Libyan rebels quickly dismissed the offer of a poll on Thursday. The United States and Libyan Prime Minister Al-Baghdadi Ali Al-Mahmoudi questioned the concession through recourse to Gaddafi’s own logic, saying there was no reason for him to step down since he had held no formal post since 1977. NATO military spokesman Mike Bracken said Gaddafi's forces continued to attack and threaten civilians whom the alliance is mandated to protect under a UN resolution.
He showed an intelligence video in which pro-Gaddafi forces fire missiles from a mosque at a target in a populated area. "NATO's campaign to protect the Libyan people must go on. It will continue until Gaddafi's forces stop attacking their own people," he said.

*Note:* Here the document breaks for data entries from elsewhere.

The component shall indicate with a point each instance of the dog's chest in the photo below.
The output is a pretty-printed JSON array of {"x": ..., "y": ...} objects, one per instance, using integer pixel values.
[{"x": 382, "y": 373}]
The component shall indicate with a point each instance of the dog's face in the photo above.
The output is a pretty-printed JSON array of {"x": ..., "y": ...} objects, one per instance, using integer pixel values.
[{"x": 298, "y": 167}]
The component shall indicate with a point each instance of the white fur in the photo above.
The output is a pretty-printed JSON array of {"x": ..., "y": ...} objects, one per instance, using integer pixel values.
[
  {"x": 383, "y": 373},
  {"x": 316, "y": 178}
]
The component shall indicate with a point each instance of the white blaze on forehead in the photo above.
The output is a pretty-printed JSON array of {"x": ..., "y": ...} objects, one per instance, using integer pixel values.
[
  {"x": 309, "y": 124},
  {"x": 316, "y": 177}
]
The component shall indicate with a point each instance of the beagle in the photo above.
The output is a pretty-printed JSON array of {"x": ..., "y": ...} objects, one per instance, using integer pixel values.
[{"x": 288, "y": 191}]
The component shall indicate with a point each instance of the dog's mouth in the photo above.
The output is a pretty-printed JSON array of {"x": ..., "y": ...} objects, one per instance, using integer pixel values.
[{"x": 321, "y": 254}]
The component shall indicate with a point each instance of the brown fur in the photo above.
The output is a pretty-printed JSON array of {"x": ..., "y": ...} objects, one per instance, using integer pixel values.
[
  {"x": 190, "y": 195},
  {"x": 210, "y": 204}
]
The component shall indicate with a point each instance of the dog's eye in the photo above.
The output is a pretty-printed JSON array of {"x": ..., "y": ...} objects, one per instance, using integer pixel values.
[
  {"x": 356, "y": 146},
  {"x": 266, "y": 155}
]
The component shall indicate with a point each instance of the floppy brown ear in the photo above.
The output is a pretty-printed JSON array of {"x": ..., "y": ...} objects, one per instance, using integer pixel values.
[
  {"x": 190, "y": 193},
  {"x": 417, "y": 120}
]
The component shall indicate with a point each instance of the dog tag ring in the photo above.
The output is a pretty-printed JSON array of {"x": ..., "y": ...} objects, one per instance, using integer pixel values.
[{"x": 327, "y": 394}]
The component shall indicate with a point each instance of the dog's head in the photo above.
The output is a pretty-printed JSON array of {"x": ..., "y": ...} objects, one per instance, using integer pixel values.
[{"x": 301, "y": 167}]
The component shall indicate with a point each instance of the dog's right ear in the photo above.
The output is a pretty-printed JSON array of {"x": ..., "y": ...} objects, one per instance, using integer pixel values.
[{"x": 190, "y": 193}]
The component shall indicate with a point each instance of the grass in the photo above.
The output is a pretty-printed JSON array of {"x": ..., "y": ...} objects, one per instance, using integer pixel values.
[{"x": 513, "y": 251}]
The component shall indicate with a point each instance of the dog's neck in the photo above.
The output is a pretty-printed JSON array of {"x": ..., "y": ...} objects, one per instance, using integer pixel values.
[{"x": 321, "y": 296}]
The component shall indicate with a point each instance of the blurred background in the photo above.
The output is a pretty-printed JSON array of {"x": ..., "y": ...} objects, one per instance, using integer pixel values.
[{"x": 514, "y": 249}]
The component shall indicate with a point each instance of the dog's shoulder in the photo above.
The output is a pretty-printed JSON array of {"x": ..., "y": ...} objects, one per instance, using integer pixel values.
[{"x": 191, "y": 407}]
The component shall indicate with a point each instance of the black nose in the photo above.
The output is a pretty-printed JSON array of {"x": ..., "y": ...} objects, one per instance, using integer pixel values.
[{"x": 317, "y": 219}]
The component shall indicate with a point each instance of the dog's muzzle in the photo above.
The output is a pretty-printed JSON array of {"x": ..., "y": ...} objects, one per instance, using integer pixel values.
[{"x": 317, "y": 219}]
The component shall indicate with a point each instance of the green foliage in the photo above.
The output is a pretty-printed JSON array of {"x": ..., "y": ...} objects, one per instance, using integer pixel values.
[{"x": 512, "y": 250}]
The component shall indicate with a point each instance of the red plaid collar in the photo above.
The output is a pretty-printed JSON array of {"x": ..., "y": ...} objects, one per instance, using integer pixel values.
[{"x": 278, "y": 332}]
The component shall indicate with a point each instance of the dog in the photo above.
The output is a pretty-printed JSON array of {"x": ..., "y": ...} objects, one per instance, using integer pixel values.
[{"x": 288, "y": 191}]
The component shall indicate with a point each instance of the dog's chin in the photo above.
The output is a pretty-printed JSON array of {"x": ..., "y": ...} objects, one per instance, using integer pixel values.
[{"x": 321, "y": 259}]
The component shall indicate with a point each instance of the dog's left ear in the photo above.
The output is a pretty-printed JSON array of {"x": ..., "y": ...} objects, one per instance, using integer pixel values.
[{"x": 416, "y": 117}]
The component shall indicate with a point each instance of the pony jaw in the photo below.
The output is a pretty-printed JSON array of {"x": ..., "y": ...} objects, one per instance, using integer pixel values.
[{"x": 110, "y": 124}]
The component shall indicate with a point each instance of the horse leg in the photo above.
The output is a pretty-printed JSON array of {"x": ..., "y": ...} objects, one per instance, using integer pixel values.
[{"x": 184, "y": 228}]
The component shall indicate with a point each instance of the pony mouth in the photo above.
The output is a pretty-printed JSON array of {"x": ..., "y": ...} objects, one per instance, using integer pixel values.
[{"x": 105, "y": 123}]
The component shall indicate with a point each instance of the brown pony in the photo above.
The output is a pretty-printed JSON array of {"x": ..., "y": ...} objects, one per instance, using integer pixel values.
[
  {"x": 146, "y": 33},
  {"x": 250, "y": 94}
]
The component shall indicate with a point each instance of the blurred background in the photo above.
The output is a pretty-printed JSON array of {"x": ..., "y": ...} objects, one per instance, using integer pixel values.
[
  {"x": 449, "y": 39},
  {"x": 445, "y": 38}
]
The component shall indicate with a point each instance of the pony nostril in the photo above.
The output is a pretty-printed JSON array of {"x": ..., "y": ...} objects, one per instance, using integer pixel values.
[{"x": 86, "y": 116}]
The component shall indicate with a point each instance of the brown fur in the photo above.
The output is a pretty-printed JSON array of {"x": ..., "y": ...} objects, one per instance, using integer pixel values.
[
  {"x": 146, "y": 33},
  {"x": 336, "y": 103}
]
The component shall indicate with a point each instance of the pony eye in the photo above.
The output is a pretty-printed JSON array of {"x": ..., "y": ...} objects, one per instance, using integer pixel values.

NATO, which took over the Libyan air operation on March 31, had hit more than 2,000 targets by June 12, according to Bracken. These included 370 military facilities; 255 surface-to-air missiles, radar systems or storage sites, and 600 tanks and other military vehicles, artillery pieces or rocket launchers. It had also struck more than 130 command-and-control sites and 750 ammunition stores.
However, Bracken said, success could not be measured by military targets and that the number hit was testimony to the size of the military machine Gaddafi had created.
Lungescu played down concerns about the long-term sustainability of the NATO mission highlighted by senior alliance officials who have failed so far to persuade more than eight member states to join the strike missions. “We can sustain this operation as long as we choose," she said. "We are fully confident we have the resources, we have the commitment it takes, and time is not on Gaddafi's side."
Officials did not respond directly when asked how NATO intended to replace the aircraft carrier Charles de Gaulle which France has indicated will have to be withdrawn from the operation by autumn. Military analysts say the French carrier has been launching up to 40 per cent of the daily NATO strikes on Libya and there is no obvious replacement given US reluctance to be drawn back into a leading role in the conflict.